2.1 Il GIAR ha posto in libertà provvisoria il ricorrente previo versamento della citata cauzione, ritenendo l'esistenza di gravi e concreti indizi di colpevolezza e un concreto pericolo di fuga. La CRP ha confermato questo giudizio.
Tra gli scopi principali della detenzione preventiva sta quello di assicurare la presenza dell'imputato per impedirgli di sottrarsi al procedimento o all'esecuzione della pena che potrà essergli inflitta. L'esistenza di un pericolo di fuga quale motivo d'ordine pubblico sufficiente per giustificare la detenzione preventiva non è di facile valutazione. Per giustificare la carcerazione preventiva, esso deve essere concreto e rivestire il carattere di una certa probabilità: in altri termini si ammette questo pericolo quando l'accusato, se fosse posto in libertà, si sottrarrebbe con una certa verosimiglianza al perseguimento penale e all'esecuzione della pena (sentenza del 12 novembre 1998 in re L., consid. 3b).
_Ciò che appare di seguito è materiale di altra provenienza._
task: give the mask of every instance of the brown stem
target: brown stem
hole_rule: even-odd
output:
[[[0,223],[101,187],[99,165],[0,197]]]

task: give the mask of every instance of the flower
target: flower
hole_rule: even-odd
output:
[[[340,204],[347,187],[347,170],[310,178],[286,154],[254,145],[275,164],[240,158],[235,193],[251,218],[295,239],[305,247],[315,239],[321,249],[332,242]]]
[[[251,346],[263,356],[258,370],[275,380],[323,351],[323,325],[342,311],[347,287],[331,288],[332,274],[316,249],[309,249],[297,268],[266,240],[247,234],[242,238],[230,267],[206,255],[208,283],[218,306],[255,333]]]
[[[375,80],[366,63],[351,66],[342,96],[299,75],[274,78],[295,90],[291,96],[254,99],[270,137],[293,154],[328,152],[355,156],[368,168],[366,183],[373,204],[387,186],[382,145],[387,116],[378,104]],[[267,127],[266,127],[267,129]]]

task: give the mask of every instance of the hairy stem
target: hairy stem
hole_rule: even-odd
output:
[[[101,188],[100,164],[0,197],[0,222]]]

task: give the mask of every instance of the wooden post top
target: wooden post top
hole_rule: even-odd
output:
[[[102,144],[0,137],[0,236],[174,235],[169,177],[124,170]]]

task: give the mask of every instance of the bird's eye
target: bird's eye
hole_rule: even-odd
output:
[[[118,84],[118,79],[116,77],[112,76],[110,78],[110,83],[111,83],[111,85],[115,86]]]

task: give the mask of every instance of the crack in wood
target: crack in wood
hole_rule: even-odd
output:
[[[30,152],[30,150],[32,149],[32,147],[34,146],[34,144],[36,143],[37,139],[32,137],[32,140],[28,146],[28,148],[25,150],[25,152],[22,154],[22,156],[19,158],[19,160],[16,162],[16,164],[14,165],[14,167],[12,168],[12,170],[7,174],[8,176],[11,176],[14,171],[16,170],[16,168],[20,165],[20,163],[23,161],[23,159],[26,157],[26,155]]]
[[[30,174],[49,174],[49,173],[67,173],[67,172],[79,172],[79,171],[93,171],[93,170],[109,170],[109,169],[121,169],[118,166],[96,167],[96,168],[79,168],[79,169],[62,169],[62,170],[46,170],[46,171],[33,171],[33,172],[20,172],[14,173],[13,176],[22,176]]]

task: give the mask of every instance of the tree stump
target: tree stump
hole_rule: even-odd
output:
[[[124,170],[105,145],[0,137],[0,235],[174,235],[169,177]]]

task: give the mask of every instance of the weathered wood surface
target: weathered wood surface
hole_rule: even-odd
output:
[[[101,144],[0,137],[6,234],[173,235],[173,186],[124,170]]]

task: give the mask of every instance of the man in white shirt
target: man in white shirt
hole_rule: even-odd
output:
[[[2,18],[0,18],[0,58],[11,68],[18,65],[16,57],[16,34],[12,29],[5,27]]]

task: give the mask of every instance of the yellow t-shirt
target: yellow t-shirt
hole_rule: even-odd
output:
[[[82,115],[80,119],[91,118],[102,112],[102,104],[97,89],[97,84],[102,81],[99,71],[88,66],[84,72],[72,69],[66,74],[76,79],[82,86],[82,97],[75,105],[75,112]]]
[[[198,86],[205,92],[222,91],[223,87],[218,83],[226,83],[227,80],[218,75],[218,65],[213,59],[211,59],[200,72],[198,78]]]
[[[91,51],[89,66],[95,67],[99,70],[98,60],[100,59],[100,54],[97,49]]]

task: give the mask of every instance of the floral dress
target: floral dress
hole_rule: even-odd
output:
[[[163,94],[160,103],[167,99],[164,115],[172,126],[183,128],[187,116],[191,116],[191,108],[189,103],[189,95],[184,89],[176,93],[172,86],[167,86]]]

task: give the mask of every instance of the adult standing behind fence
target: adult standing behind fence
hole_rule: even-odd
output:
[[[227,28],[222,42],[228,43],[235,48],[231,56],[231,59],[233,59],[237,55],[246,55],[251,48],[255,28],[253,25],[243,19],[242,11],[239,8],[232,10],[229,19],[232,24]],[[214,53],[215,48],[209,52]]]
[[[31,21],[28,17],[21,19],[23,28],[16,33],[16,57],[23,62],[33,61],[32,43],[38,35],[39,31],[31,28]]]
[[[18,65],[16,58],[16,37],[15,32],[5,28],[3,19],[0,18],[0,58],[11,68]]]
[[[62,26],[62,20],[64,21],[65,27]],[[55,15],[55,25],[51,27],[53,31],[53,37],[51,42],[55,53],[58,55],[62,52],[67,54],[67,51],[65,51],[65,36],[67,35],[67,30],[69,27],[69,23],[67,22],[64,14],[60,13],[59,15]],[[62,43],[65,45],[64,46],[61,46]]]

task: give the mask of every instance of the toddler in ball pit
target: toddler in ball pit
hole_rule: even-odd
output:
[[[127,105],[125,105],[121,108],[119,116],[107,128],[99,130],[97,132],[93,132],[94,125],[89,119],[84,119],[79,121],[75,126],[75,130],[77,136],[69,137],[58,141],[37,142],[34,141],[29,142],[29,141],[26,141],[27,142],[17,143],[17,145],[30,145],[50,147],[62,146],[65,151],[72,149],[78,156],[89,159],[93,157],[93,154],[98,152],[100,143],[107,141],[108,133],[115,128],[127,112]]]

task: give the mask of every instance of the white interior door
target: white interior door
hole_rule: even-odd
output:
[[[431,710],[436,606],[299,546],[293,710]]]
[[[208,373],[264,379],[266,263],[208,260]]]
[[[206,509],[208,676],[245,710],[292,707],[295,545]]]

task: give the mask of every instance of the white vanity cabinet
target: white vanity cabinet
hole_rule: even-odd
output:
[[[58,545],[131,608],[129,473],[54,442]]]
La gravità della presumibile pena, di per sé, non basta a motivare la carcerazione preventiva; devono essere piuttosto valutati e accertati i motivi concreti che rendano la fuga non solo possibile, ma probabile, tenendo conto dell'insieme delle circostanze, quali il carattere dell'interessato, la sua etica, i suoi legami familiari, l'assenza di un domicilio fisso, la sua professione, la sua situazione finanziaria e le sue risorse economiche (DTF 125 I 60 consid. 3a, 361 consid. 3a, 117 Ia 69 consid. 4).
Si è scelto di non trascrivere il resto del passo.